Mijn werkproces is achteraf complexer geworden, maar in het begin was het erg eenvoudig. Die interviews, die stemmen, die zorgden voor directheid. Die verlies je niet en bovendien kan iedereen zich zo heel gemakkelijk uitdrukken. Was hun Frans niet goed? Dat was geen probleem. Het is niet vanzelfsprekend voor iedereen. Toen ik hen later in de studio uitnodigde, bleek het voor sommigen gemakkelijker om in hun eigen taal te antwoorden. Daarom is de film ook meertalig. Ik wou dat ze zich in hun eigen taal konden uitdrukken. 

 

Het is telkens een andere vrouw, met een ander leven, referentiekader en taalgebruik. Ze komen echter samen in jouw film en in de vertolkingen van de danseres en de saxofonist. Is het resultaat dan een universeel verhaal?

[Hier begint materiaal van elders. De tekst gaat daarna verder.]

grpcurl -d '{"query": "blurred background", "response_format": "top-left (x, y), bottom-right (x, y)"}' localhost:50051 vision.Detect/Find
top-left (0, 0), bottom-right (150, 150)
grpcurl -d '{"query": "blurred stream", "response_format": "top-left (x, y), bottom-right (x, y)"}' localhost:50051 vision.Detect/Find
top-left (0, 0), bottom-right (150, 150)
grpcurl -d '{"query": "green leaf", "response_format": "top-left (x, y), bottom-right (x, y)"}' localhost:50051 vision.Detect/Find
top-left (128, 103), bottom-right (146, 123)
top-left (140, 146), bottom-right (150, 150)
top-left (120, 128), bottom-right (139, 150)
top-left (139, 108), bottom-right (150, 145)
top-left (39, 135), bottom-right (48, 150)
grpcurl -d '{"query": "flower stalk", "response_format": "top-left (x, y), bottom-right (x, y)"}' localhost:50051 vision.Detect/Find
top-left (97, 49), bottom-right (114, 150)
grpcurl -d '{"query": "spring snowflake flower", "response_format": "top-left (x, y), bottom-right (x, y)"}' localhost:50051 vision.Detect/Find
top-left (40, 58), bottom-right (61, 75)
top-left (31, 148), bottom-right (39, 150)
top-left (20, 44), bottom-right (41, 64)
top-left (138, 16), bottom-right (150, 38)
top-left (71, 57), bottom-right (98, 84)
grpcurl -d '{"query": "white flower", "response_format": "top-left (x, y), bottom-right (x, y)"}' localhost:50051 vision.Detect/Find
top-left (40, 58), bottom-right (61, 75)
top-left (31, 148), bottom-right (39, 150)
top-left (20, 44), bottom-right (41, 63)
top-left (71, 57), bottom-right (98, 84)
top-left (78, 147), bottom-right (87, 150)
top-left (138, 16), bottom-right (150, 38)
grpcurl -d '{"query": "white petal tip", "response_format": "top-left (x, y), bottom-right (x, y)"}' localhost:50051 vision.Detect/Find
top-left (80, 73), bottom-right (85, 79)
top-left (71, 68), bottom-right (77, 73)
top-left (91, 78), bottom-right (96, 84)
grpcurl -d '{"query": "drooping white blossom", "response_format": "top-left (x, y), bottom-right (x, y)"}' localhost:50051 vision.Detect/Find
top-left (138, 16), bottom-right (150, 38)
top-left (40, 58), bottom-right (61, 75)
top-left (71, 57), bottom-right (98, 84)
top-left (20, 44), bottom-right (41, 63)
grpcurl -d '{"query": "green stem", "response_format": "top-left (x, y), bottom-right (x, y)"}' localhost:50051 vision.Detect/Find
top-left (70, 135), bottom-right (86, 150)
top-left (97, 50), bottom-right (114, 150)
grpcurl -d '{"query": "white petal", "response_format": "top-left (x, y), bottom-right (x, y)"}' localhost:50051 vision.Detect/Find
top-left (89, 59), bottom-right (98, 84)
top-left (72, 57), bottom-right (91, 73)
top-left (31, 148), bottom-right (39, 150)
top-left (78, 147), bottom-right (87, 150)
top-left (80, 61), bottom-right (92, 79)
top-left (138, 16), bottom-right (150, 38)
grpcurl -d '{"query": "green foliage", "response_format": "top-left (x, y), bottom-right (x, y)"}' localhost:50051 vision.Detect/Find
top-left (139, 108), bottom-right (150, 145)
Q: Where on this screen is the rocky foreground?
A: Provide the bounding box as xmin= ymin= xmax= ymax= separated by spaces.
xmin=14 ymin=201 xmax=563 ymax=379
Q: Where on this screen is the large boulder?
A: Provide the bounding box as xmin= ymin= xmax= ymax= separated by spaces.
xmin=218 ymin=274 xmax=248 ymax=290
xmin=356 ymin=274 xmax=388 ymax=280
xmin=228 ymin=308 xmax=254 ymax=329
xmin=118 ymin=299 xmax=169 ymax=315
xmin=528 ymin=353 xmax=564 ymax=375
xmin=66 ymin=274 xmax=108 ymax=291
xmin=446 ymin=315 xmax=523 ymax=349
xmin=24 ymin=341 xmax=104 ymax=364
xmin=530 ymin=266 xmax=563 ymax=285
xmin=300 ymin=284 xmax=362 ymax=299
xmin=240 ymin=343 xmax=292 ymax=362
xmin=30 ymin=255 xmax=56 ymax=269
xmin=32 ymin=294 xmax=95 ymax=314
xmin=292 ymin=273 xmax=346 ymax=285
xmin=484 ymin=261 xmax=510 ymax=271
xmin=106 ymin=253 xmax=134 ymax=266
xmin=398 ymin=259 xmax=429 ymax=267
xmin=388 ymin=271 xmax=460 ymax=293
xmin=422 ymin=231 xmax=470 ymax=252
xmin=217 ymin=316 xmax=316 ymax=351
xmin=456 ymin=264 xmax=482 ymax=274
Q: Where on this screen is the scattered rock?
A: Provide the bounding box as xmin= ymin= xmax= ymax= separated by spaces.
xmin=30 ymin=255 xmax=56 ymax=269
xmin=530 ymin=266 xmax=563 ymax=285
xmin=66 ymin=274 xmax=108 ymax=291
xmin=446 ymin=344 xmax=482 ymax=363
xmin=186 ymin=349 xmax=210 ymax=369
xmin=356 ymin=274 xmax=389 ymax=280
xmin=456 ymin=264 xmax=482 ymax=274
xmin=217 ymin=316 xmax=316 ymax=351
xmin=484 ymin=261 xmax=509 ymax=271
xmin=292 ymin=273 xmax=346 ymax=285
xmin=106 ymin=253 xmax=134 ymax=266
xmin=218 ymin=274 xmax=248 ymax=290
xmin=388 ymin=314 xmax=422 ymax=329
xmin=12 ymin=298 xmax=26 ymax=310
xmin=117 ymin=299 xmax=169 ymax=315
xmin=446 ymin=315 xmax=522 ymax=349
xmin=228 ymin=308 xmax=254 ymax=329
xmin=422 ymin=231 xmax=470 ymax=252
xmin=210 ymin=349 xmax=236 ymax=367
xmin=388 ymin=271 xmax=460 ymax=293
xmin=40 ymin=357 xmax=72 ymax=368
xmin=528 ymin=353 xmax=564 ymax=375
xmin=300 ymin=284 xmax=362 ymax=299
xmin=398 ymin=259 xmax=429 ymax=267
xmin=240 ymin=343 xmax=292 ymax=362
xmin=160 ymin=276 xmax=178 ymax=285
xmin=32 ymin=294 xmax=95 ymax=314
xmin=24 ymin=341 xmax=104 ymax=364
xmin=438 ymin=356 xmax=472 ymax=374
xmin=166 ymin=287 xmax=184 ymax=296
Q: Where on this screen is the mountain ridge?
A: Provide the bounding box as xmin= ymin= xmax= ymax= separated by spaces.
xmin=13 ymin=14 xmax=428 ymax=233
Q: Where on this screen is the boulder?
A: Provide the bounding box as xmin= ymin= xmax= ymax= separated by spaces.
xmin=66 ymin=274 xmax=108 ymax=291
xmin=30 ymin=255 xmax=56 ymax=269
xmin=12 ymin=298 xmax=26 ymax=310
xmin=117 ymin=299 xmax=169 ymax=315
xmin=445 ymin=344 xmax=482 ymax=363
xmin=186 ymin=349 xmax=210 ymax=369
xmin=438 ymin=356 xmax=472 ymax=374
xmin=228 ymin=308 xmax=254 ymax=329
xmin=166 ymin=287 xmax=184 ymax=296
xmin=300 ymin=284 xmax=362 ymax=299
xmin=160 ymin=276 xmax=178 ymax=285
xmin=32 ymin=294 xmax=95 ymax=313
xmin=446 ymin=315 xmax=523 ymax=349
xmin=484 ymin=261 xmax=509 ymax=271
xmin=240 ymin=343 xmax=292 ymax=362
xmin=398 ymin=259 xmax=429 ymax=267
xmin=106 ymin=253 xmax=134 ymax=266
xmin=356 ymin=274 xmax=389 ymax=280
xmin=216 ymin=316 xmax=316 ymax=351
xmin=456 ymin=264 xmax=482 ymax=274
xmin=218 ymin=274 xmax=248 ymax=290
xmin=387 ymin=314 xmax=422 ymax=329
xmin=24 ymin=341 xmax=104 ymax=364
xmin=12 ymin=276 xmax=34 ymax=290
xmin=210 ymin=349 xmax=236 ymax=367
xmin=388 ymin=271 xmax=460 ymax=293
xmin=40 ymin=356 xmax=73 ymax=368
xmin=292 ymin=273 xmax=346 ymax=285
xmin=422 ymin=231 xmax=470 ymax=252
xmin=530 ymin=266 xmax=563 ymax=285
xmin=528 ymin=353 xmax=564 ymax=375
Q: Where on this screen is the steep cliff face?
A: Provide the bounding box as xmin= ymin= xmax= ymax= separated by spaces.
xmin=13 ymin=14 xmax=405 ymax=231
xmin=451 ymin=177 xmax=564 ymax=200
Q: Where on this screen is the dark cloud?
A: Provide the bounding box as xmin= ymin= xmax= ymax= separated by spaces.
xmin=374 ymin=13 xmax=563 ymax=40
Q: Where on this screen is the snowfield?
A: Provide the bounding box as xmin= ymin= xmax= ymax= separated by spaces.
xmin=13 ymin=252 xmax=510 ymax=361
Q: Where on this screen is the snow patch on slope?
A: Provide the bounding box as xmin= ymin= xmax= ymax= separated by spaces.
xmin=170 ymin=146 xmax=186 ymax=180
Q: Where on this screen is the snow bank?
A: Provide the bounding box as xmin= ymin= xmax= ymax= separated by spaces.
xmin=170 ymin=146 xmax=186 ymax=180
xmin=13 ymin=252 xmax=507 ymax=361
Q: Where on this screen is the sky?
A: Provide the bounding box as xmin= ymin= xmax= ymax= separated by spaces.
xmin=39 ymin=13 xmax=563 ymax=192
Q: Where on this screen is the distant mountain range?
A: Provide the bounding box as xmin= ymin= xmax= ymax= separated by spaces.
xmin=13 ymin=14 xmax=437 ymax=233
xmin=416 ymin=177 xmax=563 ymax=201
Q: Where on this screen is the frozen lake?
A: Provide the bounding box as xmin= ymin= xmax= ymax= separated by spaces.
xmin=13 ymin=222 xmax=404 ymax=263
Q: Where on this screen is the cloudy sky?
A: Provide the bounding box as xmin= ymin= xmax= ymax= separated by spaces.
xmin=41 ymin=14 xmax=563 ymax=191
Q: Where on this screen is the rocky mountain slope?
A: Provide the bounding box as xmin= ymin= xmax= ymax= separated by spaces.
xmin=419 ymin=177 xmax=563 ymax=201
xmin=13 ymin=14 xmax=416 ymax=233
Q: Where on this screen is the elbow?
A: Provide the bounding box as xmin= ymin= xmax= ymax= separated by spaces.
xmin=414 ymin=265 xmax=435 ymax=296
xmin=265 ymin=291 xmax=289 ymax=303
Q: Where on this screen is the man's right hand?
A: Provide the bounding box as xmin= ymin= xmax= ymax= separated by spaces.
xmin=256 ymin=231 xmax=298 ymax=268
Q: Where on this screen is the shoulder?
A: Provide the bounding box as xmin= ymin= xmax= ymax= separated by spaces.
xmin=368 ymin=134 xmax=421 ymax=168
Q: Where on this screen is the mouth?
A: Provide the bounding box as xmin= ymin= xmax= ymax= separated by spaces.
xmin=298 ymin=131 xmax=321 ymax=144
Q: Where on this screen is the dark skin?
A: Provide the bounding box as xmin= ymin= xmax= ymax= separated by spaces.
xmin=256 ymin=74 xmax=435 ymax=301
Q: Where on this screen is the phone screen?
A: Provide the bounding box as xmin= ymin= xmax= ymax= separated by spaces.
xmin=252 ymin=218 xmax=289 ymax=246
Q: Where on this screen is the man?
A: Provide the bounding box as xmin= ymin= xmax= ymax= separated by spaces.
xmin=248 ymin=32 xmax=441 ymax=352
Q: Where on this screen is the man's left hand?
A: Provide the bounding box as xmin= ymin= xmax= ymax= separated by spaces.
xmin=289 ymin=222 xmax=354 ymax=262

Dat was in ieder geval mijn wens. In hun verhalen en in de vertolkingen zocht ik naar gemeenschappelijke elementen, naar overlappingen en herhalingen. Ik maakte er een puzzel van. Waar ligt het raakpunt tussen die bijzondere verhalen? We zijn zo verschillend. Ik wou het hebben over wat ons verbindt. Ik vroeg me af of de toeschouwer geraakt kan worden door de kleine onbenulligheden van een ander en daar iets aan zou hebben zoals dat voor mij het geval was. Ik heb daarvoor heel veel moeten knippen en puzzelen. Het werd een rouwproces. Had ik een manier gevonden om de vijftig fiches te gebruiken, dan zou ik dat gedaan hebben. 

 

Groeien betekent ook durven loslaten. De formele fluïditeit van je film zoekt toenadering tot de inhoud, waardoor je ook geijkte vertelformules hebben moeten loslaten. 

Het was mijn bedoeling om tijdens de opnames zo veel mogelijk ruimte te geven aan improvisatie en aan experiment. Daarvoor was net veel voorbereiding nodig. De decors zijn gebouwd zoals de vrouwen ze beschreven tijdens de interviews. De kleren die Cécile, de danseres, droeg zijn hun kleren. Ik wou een omgeving creëren waarin Cécile op ontdekking kon, opdat zij hetzelfde zou ervaren als ik toen ik voor het eerst naar de verhalen luisterde. Ik wou haar dus op de set zonder voorbereiding. Om dat te verwezenlijken moesten wij, de ploeg, wel heel goed voorbereid zijn. Niets kon aan het toeval overgelaten worden. 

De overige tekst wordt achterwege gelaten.